Commenting on the fact that the people at the centre of her investigation including Modi, and the Home Minister Amit Shah now occupy the highest political positions, Ayyub says she wonders about the Indian population. “I look at the 1.3 billion population, and I wonder if their moral compass allows them to have a man like him (Shah) as the minister of the country, but clearly it does. I mean, my country made a man Prime Minister whose role in the 2002 riots is known to everyone,” she said.
Listening to Ayyub say that felt uncomfortable, especially when looking at who is the current president of South Africa. Ayyub alludes to this when speaking about the relationship between South Africa and India. There is a shock in her voice when she wonders why South Africa hasn’t taken a position on Kashmir. But she answers her own question.
“Well, India is an important ally for South Africa. Mr. Ramaphosa is not exactly the most democratic leaders that we have seen,” she said.
During the discussion, Dilip Menon from the Wits Centre for Indian Studies in Africa was a respondent to Ayyub. Menon said: “It’s our journalists like Rana, who actually keep alive the idea that we need to become a democracy. India is not a democracy. It is a fundamentally hierarchical and violent society towards its minorities, be it Dalits or Muslims.”
Menon said this is something happening around the world from India and Europe. The rise of right-wing politics and fascism is destroying the idea that these places and countries are secular. Menon said that’s why the work Ayyub does is very difficult.
Just after her talk at the University of Witwatersrand, The Daily Vox had the opportunity to sit down with her to chat about the media in India and worldwide.
“See what’s happening in South Africa right now. What’s happening in India and in America, I think it’s happening the world over. The kind of leaders that are taking over. Their first enemy is the media, right? So the media either fights back, or either becomes complicit in the state’s version of the truth. So there is journalism happening, it’s not that good journalism is not happening. It’s just that bad journalism is making a lot of noise,” she said.
For almost ten years now, Ayyub has been the subject of much harassment and online trolling.

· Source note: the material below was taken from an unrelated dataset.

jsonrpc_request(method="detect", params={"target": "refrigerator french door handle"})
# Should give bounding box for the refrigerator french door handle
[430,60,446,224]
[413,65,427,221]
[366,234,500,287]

The harassment has been on many different social media platforms and has accused Ayyub of all number of things.
Ayyub relates how her picture was photoshopped into a pornography video. She said the video was shared widely around the country by leaders of the ruling BJP. Ayyub says she went and filed a case with the police and the United Nations even asked the government to take action.
“The case has been going on for one year and there has been no justice. The government treats me as its enemy, as opposed to somebody who’s trying to tell the truth to the world. So I find myself isolated because my fellow journalists are not there to support me,” said Ayyub.
Several United Nations rapporteurs have expressed concerns about these attacks on Ayyub. These statements came in light on the killing of journalist Gauri Lankesh in 2017. Lankesh was shot in the head and chest outside her house. During the discussion, Ayyub recounted how just weeks before Lankesh was killed, she’d published a Kannada-language version of Gujarat Files: Anatomy of a Cover-Up.
To end the interview, Ayyub gave some profound advice. In this world where journalism is being threatened not only by politicians but also by journalists themselves doing a disservice to the craft, her advice rings true.
“The advice to journalists all over the world is you are being targeted because somewhere down the line your truth hurts the government. I know there is greater pressure every day. I know you will be targeted. But this is not a profession that you join for a nine to five job. This is a profession that you love. So be honest to the profession that you are a part of.”
Featured image by Fatima Moosa
Author’s Note: It was previously mentioned that Ayyub went undercover in 2002. She actually went undercover in 2010.